Elsa Essberger war in erster Ehe mit dem jüdischen Fabrikanten und Jagdflieger Johannes Jacob Wolff verheiratet gewesen. Obwohl sie durch ihren tödlich verunglückten Mann mit Hermann Göring bekannt war, machte sie aus ihrer zunehmenden Ablehnung der Nazis keinen Hehl und fand auch öffentlich deutliche Worte. Zwar wurde die Reederei als "NS-Musterbetrieb" ausgezeichnet, parteiintern laut Autor Domizlaff aber auch immer wieder als "Judenbude" beschimpft. John T. Essberger taktierte, ohne sich anzupassen - vor allem im Interesse seiner Angestellten. Er war hamburgischer Staatsrat und Reederverbandsvorsitzender bis 1941, doch am Ende stand auch für die Reederei die Katastrophe. Die gesamte Flotte mit dem blauen "E" auf weißem Grund ging verloren, John T. Essberger, nach Kriegsende bereits im Pensionärsalter, musste sich an den Wiederaufbau machen. Er schickte einen von den Besatzungsmächten verschmähten Seelenverkäufer über den Atlantik und kam so langsam wieder ins Geschäft.

Auf dem Höhepunkt seiner unternehmerischen Arbeiten vereinigte John T. Essberger einige ungewöhnlich gegensätzliche Eigenschaften in sich. Er galt als Gentleman, liebte an Bord aber auch schlichte Auftritte. Bei Geschäftsverhandlungen beherrschte er Smalltalk, im Gespräch mit Angestellten blieb er leutselig. Trotz seiner immensen Geschäftstüchtigkeit war der feinsinnige Kunstsammler stets von Selbstzweifeln geplagt. Ein ehemaliger Mitarbeiter erinnert sich daran, dass John T. Essberger immer so operiert habe, als sei die Reederei faktisch pleite und als dürfe kein Pfennig zu viel ausgegeben werden.

In den 50er-Jahren schien - wie Domizlaff schreibt - "keines der Familienmitglieder in der Lage oder ernsthaft gewillt, die Rolle eines Großreeders zu übernehmen". Die Kräfte des genialen Visionärs, John T. Essberger, ließen in diesem Jahrzehnt stark nach, der kunstsinnige Genießer wurde von Depressionen und Todesahnungen gequält. 1959 starb John T. Essberger in einem Hamburger Krankenhaus.

Zu organischen Krankheiten hatte sich laut Witwe Elsa zuletzt eine "große Traurigkeit" eingestellt. Svante Domizlaff schreibt, dass "nicht nur die körperlichen, sondern auch die seelischen Kräfte des Reedereigründers verbraucht waren".
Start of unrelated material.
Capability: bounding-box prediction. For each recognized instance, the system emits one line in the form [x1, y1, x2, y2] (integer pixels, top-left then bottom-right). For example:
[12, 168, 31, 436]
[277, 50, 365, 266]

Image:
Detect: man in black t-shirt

Ebenso eindrucksvoll wie der Lebenslauf John T. Essbergers sind die Biografien seiner Nachfolger - vor allem der Tochter Lieselotte von Rantzau (1918 bis 1993), die 1955 als Teilhaberin in die Reederei aufgenommen wurde. Ihr gelang es - auch ohne klassische Ausbildung als Schifffahrtskauffrau - die Geschicke des weit verzweigten Unternehmens erfolgreich zu leiten. Ihr Vater hatte ihr einen weisen Ratgeber zur Seite gestellt: den Mitgeschäftsführer Rolf Stödter.

John T. Essberger hatte zu den bedeutendsten Persönlichkeiten in der Geschichte der Handelsschifffahrt gehört. Doch auch nach dem Tode des Patriarchen steuerte das Unternehmen mit seinem Namen weiter auf Erfolgskurs. Das Abenteuer Großtankerfahrt hatte die Reederei in den 80er-Jahren beendet. Die Flagge mit dem blauen "E" wehte fortan über einer Flotte kleinerer, hochspezialisierter Küstentanker in der Chemikalienfahrt. Ihr Einsatzgebiet sind vornehmlich die Nord- und Ostsee.

Die Gruppe macht inzwischen mit weltweit 1400 Mitarbeitern rund 500 Millionen Mark Jahresumsatz. Geschäftsführende Gesellschafter sind Lieselotte von Rantzaus Söhne Eberhard und Heinrich.

Essbergers Enkel weiten das Geschäftsfeld aus - zum Beispiel durch Aktivitäten in Fernost. Auf der Sietas-Werft sind zurzeit zwei weitere 4500-Tonnen-Tanker im Bau, die von September 2000 an geliefert werden sollen.

1936 hatte der Firmengründer das ehemalige Baursche-Palais an der Palmaille 49 erworben, 1967 wurde es mit einem Bürogebäude zu einem historisch-modernen Ensemble zusammengeführt, in dem die Rantzau-Gruppe heute ihren Sitz hat. Im Gartensaal des Palais befindet sich ein Portal-Relief John T. Essbergers mit den Worten "So Gott will".

Morgen feiern Inhaber und Geschäftsführung in der Börse das Firmenjubiläum mit einem festlichen Abend.